まぁ私たちのミクロな生活でもよくある話ではあります。


イラン訪問「良い旅だった」、核問題めぐる協議でIAEA調査団長| Reuters
ということで、時間稼ぎだの何だのと言われながらも、まぁこうしてイランと多少なりとも『対話』がなされ、そして継続の目があることは喜ばしいことなんじゃないでしょうか。
じゃあ何でイラン側が――少なくとも表面上は――こうして折れているのかって、そりゃアメリカさんの軍事力行使というオプションをこれ見よがしにちらつかせて居て、そしてそれが脅しどころじゃないことを誰もが知っているからですよね。なにせ彼らは「大量破壊兵器の確たる証拠が無かったにもかかわらず」結果としてイラクに攻めていったんだから。そりゃイランさんがマジで危機感を持ってしまうのも理解できない話ではありません。
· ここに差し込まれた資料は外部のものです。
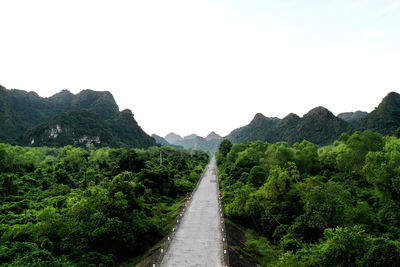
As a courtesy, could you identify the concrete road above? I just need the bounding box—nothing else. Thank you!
[161,158,223,267]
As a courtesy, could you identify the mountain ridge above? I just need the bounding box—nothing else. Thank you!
[224,92,400,145]
[0,85,156,148]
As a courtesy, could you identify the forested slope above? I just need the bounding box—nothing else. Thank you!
[0,86,156,148]
[0,144,209,266]
[217,131,400,266]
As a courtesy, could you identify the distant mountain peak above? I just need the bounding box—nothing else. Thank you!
[164,133,183,144]
[183,134,198,140]
[337,110,368,122]
[206,131,222,141]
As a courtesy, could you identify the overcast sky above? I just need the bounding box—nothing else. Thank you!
[0,0,400,136]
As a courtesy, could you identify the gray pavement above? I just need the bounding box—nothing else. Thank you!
[161,158,223,267]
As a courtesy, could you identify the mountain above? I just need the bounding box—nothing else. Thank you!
[164,133,183,144]
[151,134,171,146]
[352,92,400,134]
[106,109,156,148]
[227,107,347,145]
[183,134,198,140]
[337,110,368,122]
[174,135,222,154]
[0,86,156,148]
[228,113,280,146]
[206,131,222,141]
[285,107,348,145]
[165,133,222,154]
[226,92,400,145]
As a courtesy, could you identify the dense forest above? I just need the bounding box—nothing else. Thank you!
[217,131,400,266]
[0,144,209,266]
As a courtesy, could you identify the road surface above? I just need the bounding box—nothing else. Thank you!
[161,157,223,267]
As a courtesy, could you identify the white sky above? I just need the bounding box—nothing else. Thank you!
[0,0,400,136]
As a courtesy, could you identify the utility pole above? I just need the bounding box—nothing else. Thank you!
[83,163,87,190]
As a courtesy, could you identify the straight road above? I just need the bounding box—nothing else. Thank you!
[161,157,223,267]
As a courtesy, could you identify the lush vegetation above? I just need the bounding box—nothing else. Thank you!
[0,86,156,148]
[217,131,400,266]
[0,144,208,266]
[228,92,400,145]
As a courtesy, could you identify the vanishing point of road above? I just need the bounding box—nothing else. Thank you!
[161,157,223,267]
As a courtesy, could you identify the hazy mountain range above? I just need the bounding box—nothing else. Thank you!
[0,86,156,148]
[152,132,222,153]
[0,86,400,153]
[226,92,400,145]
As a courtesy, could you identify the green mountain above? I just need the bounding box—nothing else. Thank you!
[228,113,280,146]
[337,110,368,122]
[352,92,400,135]
[0,86,156,148]
[206,131,222,141]
[164,132,222,154]
[226,92,400,145]
[151,134,171,146]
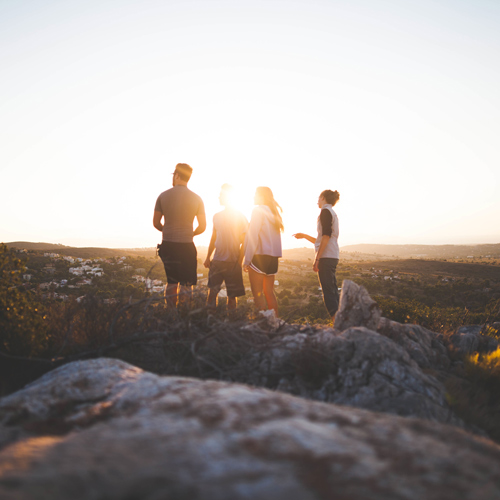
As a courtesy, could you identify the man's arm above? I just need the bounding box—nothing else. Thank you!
[193,212,207,236]
[292,233,316,244]
[193,199,207,236]
[313,234,330,273]
[203,227,217,269]
[153,210,163,231]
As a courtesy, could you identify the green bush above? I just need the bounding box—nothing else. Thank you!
[0,243,47,356]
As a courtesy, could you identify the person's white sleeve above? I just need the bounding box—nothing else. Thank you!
[243,207,264,266]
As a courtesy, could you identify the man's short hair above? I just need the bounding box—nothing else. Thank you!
[220,184,234,206]
[175,163,193,182]
[320,189,340,206]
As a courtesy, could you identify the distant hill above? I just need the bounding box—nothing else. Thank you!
[283,247,314,260]
[6,241,156,259]
[341,243,500,259]
[6,241,500,260]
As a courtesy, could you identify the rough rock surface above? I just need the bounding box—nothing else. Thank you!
[245,327,461,425]
[0,358,500,500]
[377,318,450,369]
[334,280,382,331]
[449,325,500,356]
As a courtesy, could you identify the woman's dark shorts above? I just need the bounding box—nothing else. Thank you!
[208,260,245,298]
[159,241,198,286]
[250,255,279,276]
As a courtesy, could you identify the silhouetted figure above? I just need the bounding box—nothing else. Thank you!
[243,186,283,316]
[153,163,207,308]
[205,184,248,309]
[293,189,340,320]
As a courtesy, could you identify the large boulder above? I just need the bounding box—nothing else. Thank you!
[241,327,462,425]
[334,280,382,331]
[377,318,450,369]
[0,360,500,500]
[448,325,500,357]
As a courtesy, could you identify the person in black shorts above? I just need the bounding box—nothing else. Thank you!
[243,186,283,316]
[204,184,248,309]
[153,163,207,308]
[293,189,340,322]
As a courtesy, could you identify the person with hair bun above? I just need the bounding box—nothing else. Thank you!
[243,186,283,316]
[293,189,340,321]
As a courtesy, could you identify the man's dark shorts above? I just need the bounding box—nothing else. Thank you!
[208,260,245,298]
[159,241,198,286]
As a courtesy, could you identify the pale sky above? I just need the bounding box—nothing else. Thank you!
[0,0,500,247]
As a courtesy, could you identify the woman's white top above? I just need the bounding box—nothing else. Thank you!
[314,204,340,259]
[243,205,282,266]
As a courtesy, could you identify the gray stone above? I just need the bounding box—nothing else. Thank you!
[448,325,499,357]
[0,360,500,500]
[334,280,382,331]
[377,318,450,369]
[244,327,463,425]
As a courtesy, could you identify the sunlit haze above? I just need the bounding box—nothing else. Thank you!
[0,0,500,248]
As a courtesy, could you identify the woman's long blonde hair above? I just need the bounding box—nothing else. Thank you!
[255,186,285,232]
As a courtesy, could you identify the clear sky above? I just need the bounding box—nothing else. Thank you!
[0,0,500,247]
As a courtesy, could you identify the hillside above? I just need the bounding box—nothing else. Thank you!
[6,241,156,259]
[359,259,500,281]
[341,243,500,259]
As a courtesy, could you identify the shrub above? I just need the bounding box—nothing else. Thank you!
[0,243,47,356]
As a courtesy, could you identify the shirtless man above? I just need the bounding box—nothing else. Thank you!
[153,163,207,308]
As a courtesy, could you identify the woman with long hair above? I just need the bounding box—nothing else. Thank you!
[293,189,340,321]
[243,186,283,316]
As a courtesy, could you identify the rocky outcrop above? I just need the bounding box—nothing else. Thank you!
[377,318,450,369]
[449,325,500,357]
[0,360,500,500]
[245,327,461,425]
[335,280,382,331]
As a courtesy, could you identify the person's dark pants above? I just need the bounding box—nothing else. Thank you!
[318,258,339,316]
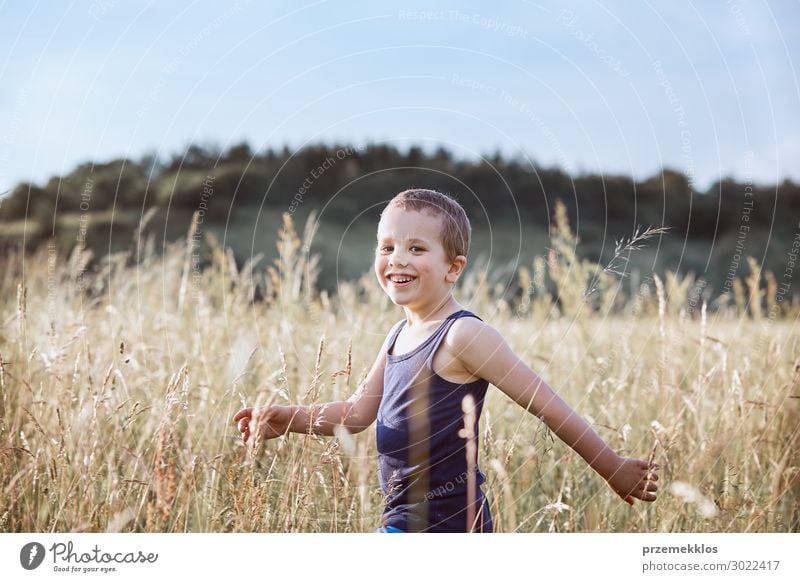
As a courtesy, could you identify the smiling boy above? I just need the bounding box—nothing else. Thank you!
[234,189,658,532]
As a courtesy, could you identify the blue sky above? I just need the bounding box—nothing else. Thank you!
[0,0,800,191]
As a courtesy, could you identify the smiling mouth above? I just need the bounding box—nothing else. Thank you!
[387,275,416,287]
あの全く無意味だったと批判されるブッシュさんのイラク戦争も、あいつらはシャレが通じない、なんて思わせたという点でそれなりに意味があったと言うことができるかもしれません。


実際、今になってみれば、イラクフセインさんが何故ああも頑なに大量破壊兵器を持っていることを仄めかし続けていたのかといえば「アメリカが攻めてくるはずがない」なんて高をくくっていたからなわけです。逆説的に彼はアメリカを信頼し過ぎていた結果、9・11後のアメリカに生まれたある種の狂気を見誤ってしまったのでした。
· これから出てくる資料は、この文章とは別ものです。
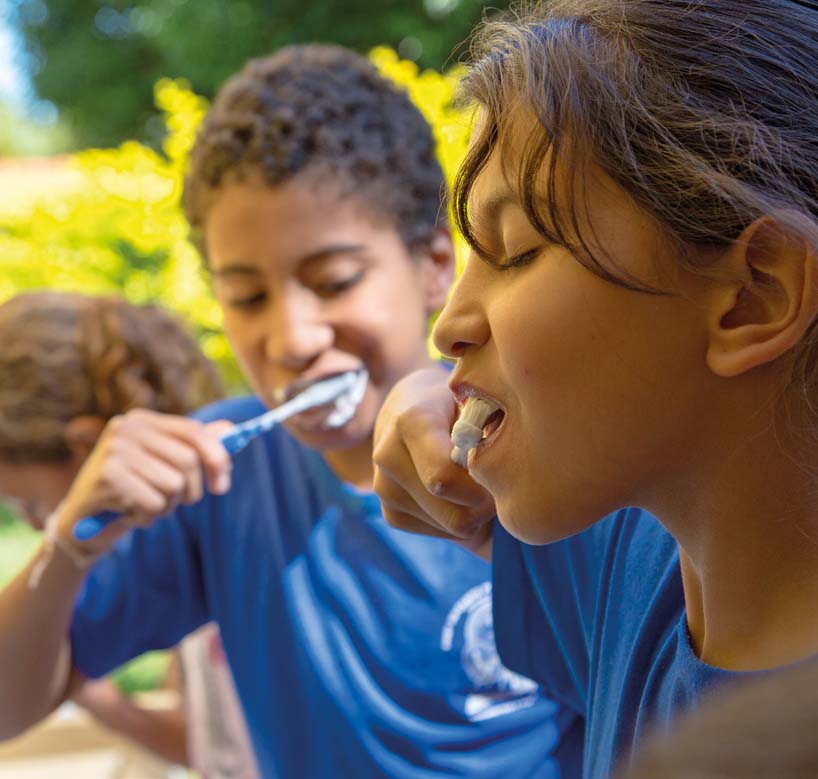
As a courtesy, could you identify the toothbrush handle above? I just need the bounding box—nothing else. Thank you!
[74,511,121,541]
[74,420,260,541]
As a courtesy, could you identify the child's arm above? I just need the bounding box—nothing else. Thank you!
[373,368,494,559]
[0,411,230,740]
[69,656,189,765]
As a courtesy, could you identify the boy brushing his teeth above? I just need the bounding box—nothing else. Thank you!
[0,46,581,779]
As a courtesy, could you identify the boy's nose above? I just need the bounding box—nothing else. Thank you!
[266,300,334,370]
[432,258,490,358]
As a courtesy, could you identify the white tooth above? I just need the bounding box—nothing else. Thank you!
[451,398,499,467]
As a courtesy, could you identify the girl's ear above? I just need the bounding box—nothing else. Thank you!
[65,415,105,463]
[416,227,455,314]
[707,217,818,377]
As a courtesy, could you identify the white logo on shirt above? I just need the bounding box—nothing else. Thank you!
[440,582,539,722]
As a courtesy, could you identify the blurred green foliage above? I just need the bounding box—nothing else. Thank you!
[11,0,508,148]
[0,47,471,694]
[0,47,470,390]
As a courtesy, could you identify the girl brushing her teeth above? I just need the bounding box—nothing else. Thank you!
[0,46,580,779]
[375,0,818,779]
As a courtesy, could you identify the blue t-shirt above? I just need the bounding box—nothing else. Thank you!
[493,509,768,779]
[71,399,582,779]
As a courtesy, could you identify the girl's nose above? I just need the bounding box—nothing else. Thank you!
[432,255,490,358]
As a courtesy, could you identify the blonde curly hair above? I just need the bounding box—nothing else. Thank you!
[0,292,223,463]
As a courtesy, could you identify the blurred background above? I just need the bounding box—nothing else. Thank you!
[0,0,508,779]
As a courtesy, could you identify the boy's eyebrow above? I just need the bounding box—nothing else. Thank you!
[211,243,367,278]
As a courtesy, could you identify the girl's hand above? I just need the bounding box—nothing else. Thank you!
[55,409,232,554]
[373,368,494,557]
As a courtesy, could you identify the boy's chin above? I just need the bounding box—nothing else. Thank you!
[285,414,374,449]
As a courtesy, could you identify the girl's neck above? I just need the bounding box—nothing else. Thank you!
[654,418,818,670]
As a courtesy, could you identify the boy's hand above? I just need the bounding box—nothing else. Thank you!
[51,409,232,553]
[373,368,494,556]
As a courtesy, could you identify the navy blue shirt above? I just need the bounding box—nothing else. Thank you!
[71,399,582,779]
[494,509,768,779]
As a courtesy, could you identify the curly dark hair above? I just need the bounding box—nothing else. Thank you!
[183,44,445,254]
[0,292,223,463]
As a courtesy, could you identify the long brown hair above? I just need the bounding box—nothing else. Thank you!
[0,292,222,463]
[454,0,818,408]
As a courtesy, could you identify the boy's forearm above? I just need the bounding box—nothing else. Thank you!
[0,545,86,740]
[77,695,188,765]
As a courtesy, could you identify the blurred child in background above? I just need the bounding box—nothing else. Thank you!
[0,45,581,779]
[0,292,257,779]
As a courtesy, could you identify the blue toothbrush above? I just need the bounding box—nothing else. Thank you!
[74,371,366,541]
勿論その彼の強硬な態度はイランなど外部の脅威への対抗と、そして「全体主義政府はどこも、結局、外部の脅威よりも自国民の方を恐れるようになる」なんてよく言われているような、それは弱さの証左でもありました。まぁその後の内乱一歩手前なイラクや、そして見事にこうして核開発が疑われているイランを見れば、それ自体は理解できない話ではありませんよね。しかしどちらにしても、彼はそうした脅威よりも、アメリカの覚悟を低く見誤ってしまった結果として、あんな事になってしまったわけです。それより彼はむしろ世界最大の軍事国家たる『アメリカ』こそを恐れなければいけなかったのに。


そんな事を振り返ってみると、あのどうしようもない失敗の教訓とはいえ、まぁ今回のイランの危機はそれを正しく学べているのかなぁと。まぁ「アメリカの軍事力による脅しが実績を獲得した」という身も蓋もない話ではあります。まさに彼らが手段を選ばない真のキ○ガイだからこそ、皮肉にも彼らの脅しは更に迫真さが増し、結果として武力衝突を回避できるような構図を生み出している。そんなブッシュさん遺産について。
いやぁアメリカおっそろしいですよね。是非とも次は味方でやりたいものです。